# Techniques for Improving the Effectiveness of RAG Systems

---

> If you haven't already, please visit the [main course page](https://apps.learn.learn.nvidia.com/learning/course/course-v1:DLI+S-FX-20+V1/block-v1:DLI+S-FX-20+V1+type@sequential+block@43eee6e2d779407286f142ccb8483fe0/block-v1:DLI+S-FX-20+V1+type@vertical+block@e2b8cfd88f2a45c89ef908f7929c266c) and watch the introduction presentation video.

## Lesson 00: Introduction

Welcome to *Techniques for Improving the Effectiveness of RAG Systems*.

In this workshop, you will learn techniques that can take your RAG system from an interesting proof-of-concept to a serious asset. 

We'll cover the design of hybrid retrievers, the use of multiple smaller fine-tuned expert models instead of a single large general-purpose model, and methods to evaluate RAG performance with each iterative design change, using both human-as-a-judge and LLM-as-a-judge evaluation frameworks. 

With the lessons learned in this workshop, you’ll be able to build applications that deliver on the expectations of what serious LLM-based RAG applications can do.

## Workshop Structure

In addition to this introduction, the workshop consists of four lesson notebooks, which you will be working through in order.

- **Lesson 1: Exploring and Preparing your Dataset for Retrieval.** We will prepare the data we will use in the rest of the app, using strategies for splitting data into chunks for easy retrieval and using an LLM on ingest to facilitate other use cases. We will use the Router, Chunker, and LLM.

- **Lesson 2: Loading the Vector/Document Database.** We will create indexes with which to search our data--particularly vector indexes that rely on representations of the text as vectors (embeddings).
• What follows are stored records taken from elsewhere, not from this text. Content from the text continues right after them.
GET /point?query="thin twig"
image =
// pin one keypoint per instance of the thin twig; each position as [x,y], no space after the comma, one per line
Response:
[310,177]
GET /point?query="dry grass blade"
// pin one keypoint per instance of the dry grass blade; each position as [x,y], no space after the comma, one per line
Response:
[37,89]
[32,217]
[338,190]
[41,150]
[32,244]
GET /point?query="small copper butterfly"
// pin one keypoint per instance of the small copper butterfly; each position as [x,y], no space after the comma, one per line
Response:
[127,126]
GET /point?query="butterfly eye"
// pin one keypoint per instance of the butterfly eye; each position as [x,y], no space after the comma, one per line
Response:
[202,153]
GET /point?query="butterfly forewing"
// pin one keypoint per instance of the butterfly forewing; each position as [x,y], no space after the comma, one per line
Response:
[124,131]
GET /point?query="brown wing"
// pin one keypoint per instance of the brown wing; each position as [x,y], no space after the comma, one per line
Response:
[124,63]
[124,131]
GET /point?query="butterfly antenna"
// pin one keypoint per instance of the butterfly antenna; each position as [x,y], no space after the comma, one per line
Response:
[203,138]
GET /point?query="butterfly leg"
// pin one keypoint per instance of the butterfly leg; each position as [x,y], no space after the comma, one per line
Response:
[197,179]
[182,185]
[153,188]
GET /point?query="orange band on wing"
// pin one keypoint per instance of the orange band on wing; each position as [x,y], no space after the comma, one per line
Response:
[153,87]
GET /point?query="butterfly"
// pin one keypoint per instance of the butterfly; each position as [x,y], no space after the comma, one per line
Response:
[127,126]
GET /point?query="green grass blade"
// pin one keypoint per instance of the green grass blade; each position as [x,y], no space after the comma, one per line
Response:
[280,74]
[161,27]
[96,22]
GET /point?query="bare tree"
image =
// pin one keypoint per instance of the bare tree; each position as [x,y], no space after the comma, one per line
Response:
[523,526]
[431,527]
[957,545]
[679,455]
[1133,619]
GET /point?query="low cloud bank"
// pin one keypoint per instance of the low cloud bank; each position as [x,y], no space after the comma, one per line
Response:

We will use the Router, Embedder, and Hybrid Search.

- **Lesson 3: Evaluating Retrieval.** We will implement an interface that allows us to collect data on the performance of our app--a notoriously difficult challenge with the wide scope of many language use cases. We will use the Router, Hybrid Search, LLM, Judge UI, and Human Eval Database.

- **Lesson 4: Better Generations.** We will combine the previous elements into the final web app, including an initial triage step to assess the user's intent and intelligently select the right settings for the search and LLM prompt. We will use the App, the Hybrid Search, and the LLM.



---

## RAG Application

You will be working with a RAG application developed largely for internal use at NVIDIA.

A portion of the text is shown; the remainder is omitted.